The difference seems superficial until you think about it from the subscriber's side.
The subscriber experience
When someone subscribes to your channel and interacts with a bot called @SubsManagerBot or @SubscriptionHandlerPro, they know they are being processed by a third party. It is not a disaster. But it is a signal that you did not build something specifically for them.
A bot under your own name says something different. It says your channel is a proper operation, not just someone's side hustle using someone else's tool. That is a small thing, but small things matter in a trust-dependent business like paid tipping.
Portability
There is also a practical argument. A bot you own is one you can take with you. Your subscriber list, your bot token, your configuration - all under your control. If you ever want to move infrastructure, you can. With a shared bot model, you are somewhat more locked in.

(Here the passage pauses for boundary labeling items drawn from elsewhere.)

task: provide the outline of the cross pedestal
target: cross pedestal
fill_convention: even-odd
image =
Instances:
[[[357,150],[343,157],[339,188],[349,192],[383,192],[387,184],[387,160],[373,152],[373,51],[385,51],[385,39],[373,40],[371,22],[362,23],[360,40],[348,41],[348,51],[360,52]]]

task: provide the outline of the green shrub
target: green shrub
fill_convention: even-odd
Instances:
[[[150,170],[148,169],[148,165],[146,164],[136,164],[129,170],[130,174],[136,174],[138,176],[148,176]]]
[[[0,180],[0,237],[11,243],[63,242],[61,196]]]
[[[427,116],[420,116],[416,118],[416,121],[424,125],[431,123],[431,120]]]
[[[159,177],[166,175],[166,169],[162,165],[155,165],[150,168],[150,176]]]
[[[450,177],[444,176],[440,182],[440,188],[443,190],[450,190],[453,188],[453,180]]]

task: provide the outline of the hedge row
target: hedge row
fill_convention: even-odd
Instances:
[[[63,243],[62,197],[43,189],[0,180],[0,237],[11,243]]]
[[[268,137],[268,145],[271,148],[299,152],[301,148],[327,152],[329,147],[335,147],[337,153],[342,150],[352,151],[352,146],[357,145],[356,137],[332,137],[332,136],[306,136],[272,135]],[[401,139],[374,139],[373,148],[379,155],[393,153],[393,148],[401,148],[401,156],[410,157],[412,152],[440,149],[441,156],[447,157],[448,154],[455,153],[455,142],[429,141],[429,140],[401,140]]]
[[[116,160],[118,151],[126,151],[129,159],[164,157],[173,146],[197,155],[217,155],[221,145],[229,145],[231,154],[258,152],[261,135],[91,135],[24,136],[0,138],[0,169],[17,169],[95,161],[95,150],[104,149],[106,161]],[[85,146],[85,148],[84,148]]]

The "but nobody notices" counter-argument
Some operators say their subscribers do not notice or care. That is probably true for a meaningful percentage of people. But "nobody notices the difference" is rarely the right standard to aim for. You notice the difference.
Setup
Creating your own Telegram bot via BotFather takes about three minutes. It is genuinely not technical - you message a Telegram account, follow a handful of prompts, and receive an API token. That is all that is needed. From there, Subs Manager connects to it, and everything else runs automatically.
The naming decision is the hardest part. Apparently people deliberate over bot names for longer than they deliberate over pricing.